Enviros get trumped

Auntie Ruth is green to the eco scene. Read up each week as she weeds through the dirt and unearths new gems of environmental knowledge.

Auntie Ruth recently learned that one of her favorite former professional soccer players from Italy has been diagnosed with Lou Gehrig’s disease. And he’s not the first. Forty-one retired players in the country’s premier league have suffered from the incurable disease since 1973, leaving scientists grappling to figure out the causes of this mysterious epidemic. Some blame pesticides used on soccer fields, while others suggest doping or physical injuries from repeatedly heading the ball are the culprits. But if the latter reasons are to blame, scientists wonder why soccer players in other countries aren’t similarly affected. Some scientists think the Italian cases are a combination of genetic predisposition and environmental factors, and are gathering information from stadium groundskeepers about pesticide use over the past 50 years.
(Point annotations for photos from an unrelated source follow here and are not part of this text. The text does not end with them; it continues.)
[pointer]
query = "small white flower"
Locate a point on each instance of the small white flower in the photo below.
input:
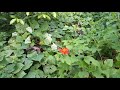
(14, 34)
(29, 29)
(54, 46)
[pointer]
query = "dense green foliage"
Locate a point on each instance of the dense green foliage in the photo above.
(29, 43)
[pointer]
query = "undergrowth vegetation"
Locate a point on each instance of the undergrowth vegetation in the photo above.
(59, 45)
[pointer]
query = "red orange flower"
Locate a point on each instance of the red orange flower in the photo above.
(64, 51)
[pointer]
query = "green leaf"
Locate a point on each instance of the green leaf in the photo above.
(12, 21)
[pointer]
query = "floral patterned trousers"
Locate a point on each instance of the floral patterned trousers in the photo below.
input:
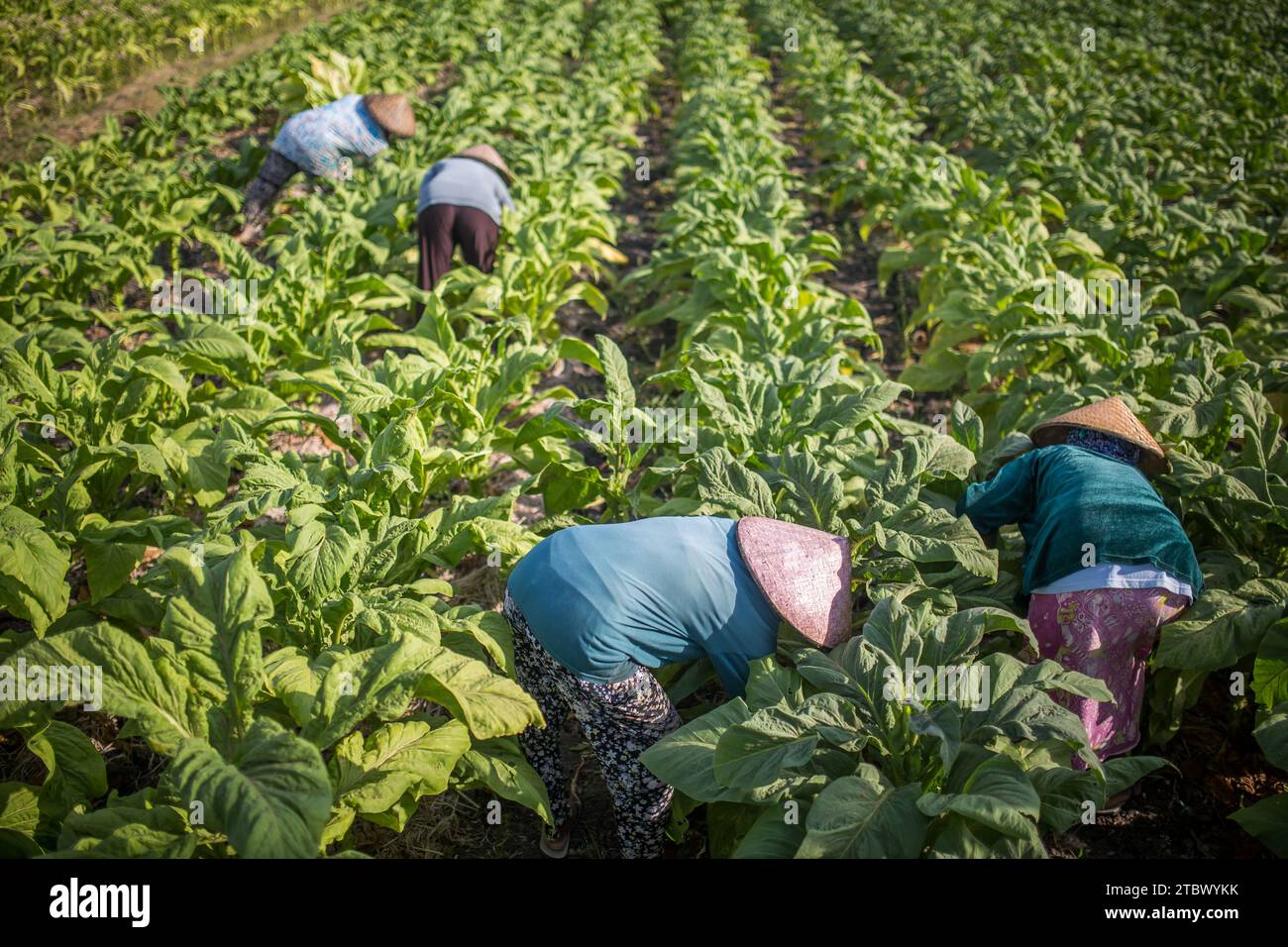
(1107, 634)
(621, 720)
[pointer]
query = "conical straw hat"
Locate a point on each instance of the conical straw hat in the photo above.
(1109, 416)
(804, 574)
(393, 114)
(487, 155)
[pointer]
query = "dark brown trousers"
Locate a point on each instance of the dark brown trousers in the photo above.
(443, 227)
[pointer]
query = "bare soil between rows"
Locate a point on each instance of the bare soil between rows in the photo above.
(142, 93)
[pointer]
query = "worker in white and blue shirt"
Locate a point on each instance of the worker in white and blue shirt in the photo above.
(318, 142)
(462, 201)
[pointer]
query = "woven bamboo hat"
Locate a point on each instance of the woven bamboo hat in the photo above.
(391, 114)
(1109, 416)
(487, 155)
(804, 573)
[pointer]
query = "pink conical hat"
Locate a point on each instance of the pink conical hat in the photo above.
(804, 573)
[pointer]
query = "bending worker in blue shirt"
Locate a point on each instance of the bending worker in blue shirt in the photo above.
(318, 141)
(593, 607)
(460, 205)
(1106, 562)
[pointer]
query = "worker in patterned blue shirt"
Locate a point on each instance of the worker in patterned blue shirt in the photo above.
(462, 200)
(320, 140)
(595, 607)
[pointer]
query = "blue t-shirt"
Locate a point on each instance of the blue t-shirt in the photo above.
(608, 596)
(465, 183)
(320, 138)
(1064, 497)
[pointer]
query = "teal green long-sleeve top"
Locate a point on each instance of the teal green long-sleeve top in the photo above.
(604, 598)
(1064, 496)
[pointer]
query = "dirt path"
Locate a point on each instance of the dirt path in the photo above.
(142, 93)
(855, 272)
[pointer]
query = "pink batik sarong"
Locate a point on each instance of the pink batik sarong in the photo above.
(1107, 634)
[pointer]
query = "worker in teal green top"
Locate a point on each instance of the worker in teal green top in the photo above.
(595, 607)
(1106, 562)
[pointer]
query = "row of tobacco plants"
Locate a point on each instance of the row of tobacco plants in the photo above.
(271, 624)
(838, 753)
(1109, 249)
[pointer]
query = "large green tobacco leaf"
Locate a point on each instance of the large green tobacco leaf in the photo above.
(1222, 626)
(127, 831)
(377, 681)
(33, 570)
(1270, 671)
(854, 817)
(489, 703)
(270, 797)
(156, 697)
(76, 770)
(20, 814)
(500, 766)
(686, 758)
(1267, 819)
(218, 615)
(752, 754)
(372, 775)
(997, 795)
(776, 832)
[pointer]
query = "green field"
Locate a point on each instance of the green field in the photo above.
(863, 247)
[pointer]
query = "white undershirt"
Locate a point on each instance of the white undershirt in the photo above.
(1115, 577)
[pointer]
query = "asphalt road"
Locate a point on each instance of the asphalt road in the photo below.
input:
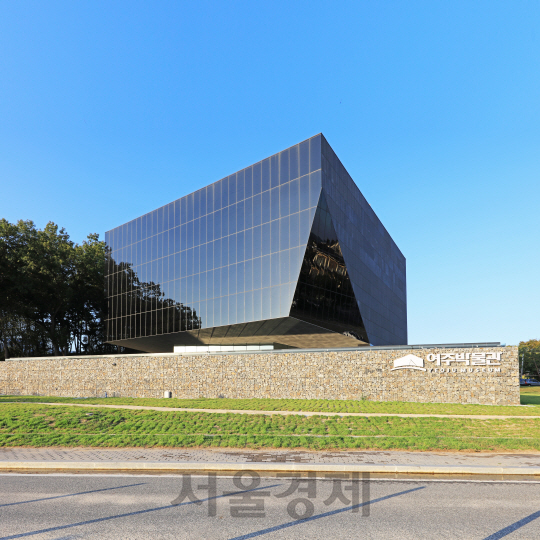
(66, 507)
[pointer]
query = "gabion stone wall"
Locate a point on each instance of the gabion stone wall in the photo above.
(462, 375)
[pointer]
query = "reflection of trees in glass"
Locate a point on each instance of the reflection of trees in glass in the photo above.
(142, 307)
(324, 292)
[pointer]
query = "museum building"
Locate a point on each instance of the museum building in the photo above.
(285, 253)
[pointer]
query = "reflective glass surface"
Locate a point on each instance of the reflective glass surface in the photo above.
(229, 253)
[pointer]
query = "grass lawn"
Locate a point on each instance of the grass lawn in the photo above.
(41, 425)
(316, 405)
(530, 395)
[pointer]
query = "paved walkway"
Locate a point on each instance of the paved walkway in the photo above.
(285, 413)
(236, 456)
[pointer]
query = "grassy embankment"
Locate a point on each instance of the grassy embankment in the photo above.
(529, 396)
(41, 425)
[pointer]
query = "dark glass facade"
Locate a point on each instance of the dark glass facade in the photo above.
(256, 257)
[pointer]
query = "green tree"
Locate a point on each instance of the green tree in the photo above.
(529, 355)
(52, 295)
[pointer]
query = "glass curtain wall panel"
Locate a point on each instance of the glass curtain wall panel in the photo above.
(289, 239)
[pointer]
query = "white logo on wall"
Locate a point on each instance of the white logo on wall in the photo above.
(409, 362)
(474, 362)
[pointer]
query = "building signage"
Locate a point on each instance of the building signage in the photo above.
(475, 362)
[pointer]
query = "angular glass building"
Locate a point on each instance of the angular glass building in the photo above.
(285, 252)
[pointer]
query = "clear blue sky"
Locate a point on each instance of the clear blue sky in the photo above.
(111, 109)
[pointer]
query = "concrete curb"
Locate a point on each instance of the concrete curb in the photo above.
(267, 468)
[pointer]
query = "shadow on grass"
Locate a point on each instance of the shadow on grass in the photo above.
(530, 398)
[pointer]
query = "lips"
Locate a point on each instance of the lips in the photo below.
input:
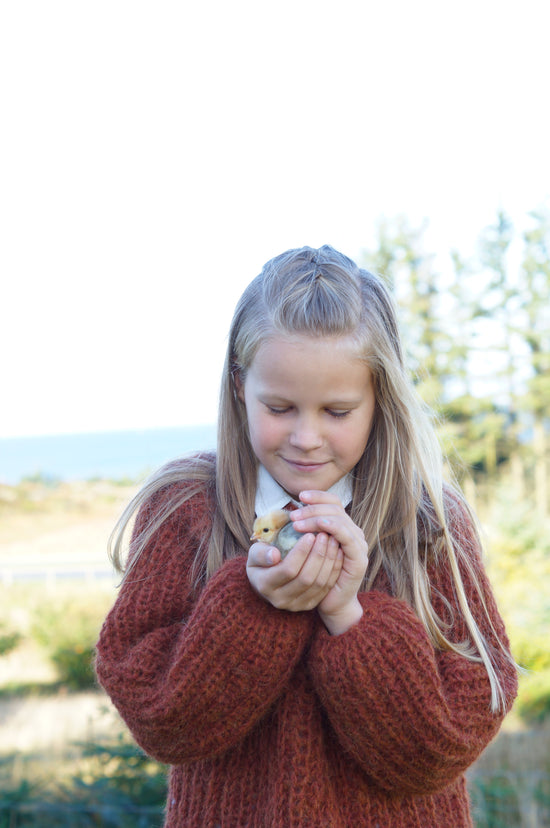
(303, 466)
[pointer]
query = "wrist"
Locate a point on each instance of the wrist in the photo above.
(340, 622)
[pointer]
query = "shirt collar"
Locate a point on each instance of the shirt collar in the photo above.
(270, 495)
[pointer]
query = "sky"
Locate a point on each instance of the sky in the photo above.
(153, 156)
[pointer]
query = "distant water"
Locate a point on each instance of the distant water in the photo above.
(114, 454)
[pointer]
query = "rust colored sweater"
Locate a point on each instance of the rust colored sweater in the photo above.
(270, 722)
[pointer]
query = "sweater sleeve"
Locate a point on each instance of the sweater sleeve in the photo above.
(192, 675)
(413, 717)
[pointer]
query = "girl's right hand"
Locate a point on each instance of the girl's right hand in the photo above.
(302, 579)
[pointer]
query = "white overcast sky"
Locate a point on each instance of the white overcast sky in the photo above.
(154, 155)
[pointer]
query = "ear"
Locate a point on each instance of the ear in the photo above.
(238, 383)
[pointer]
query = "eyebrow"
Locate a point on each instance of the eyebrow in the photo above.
(338, 403)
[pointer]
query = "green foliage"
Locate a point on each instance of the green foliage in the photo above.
(533, 704)
(69, 631)
(117, 786)
(8, 640)
(519, 566)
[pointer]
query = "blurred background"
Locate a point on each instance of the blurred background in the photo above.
(153, 157)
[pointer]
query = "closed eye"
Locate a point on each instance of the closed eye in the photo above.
(273, 410)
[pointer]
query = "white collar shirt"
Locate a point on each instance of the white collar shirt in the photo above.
(270, 495)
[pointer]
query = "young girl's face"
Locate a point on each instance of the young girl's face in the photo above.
(310, 405)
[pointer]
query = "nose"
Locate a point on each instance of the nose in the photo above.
(306, 436)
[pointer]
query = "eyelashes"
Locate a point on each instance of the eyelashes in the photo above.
(338, 415)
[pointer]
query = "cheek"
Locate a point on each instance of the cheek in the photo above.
(265, 433)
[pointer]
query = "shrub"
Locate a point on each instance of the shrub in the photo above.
(533, 703)
(69, 631)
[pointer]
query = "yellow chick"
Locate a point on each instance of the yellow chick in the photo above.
(276, 529)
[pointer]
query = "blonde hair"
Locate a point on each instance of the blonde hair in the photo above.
(398, 484)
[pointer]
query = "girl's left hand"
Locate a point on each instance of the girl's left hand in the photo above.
(323, 512)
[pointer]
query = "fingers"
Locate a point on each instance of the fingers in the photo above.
(302, 579)
(260, 554)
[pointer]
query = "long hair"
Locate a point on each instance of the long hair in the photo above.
(398, 482)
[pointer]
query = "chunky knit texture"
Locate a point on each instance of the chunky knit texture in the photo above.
(270, 722)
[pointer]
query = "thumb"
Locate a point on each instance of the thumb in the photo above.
(260, 554)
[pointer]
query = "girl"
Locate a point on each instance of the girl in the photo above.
(354, 681)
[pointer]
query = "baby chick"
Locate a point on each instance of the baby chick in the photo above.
(276, 529)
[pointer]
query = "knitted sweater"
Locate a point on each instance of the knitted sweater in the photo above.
(270, 722)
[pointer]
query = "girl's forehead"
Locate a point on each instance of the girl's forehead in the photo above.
(281, 346)
(306, 359)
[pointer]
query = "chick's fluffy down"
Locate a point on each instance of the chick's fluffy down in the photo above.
(276, 529)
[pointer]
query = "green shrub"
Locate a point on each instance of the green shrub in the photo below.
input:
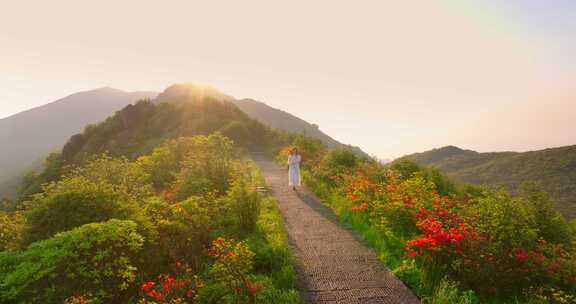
(186, 228)
(448, 292)
(11, 225)
(97, 259)
(245, 203)
(207, 166)
(76, 201)
(124, 176)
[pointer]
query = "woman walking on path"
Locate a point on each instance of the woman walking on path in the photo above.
(294, 160)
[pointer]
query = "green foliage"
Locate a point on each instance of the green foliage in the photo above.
(245, 202)
(126, 178)
(10, 230)
(206, 167)
(97, 259)
(553, 169)
(188, 226)
(448, 292)
(75, 201)
(442, 239)
(506, 219)
(550, 223)
(32, 182)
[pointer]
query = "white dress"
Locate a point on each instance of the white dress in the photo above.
(294, 170)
Multimillionaire real-estate mogul Donald Trump got the nod from Scottish officials earlier this month to build Europe’s largest golf and housing resort on what conservationists consider a sensitive coastal region. Trump’s win comes after his two-year battle with environmentalists, who claim the country’s financial woes have led the government to cave into the project. The planned resort was initially rejected last year by a local group in Aberdeenshire charged with considering the project, but the Scottish government took over when Trump threatened to take his $1.6 billion plan to Ireland, reported The Washington Post. Trump claims the resort will be a cash cow for Scotland’s economy (to the tune of $100 million annually) and will create 1,400 full-time jobs. Conservationists say the environment will pay the price.

Even though Auntie Ruth is still relatively green to the eco-scene, there’s no excuse for how she recently made a major flub, confusing two old-school philosophers (An Inconvenient Ruth, November 13). She intended to inform readers about how plant species documented in the book Walden are disappearing at alarming rates because of climate change; but she misidentified the author of the book as Ralph Waldo Emerson, when she meant Henry David Thoreau. A reader kindly pointed this mistake out, noting how Walden is the “original North American environmental manifesto” and Ruth should have known better. This is the most embarrassing day of Auntie Ruth’s life!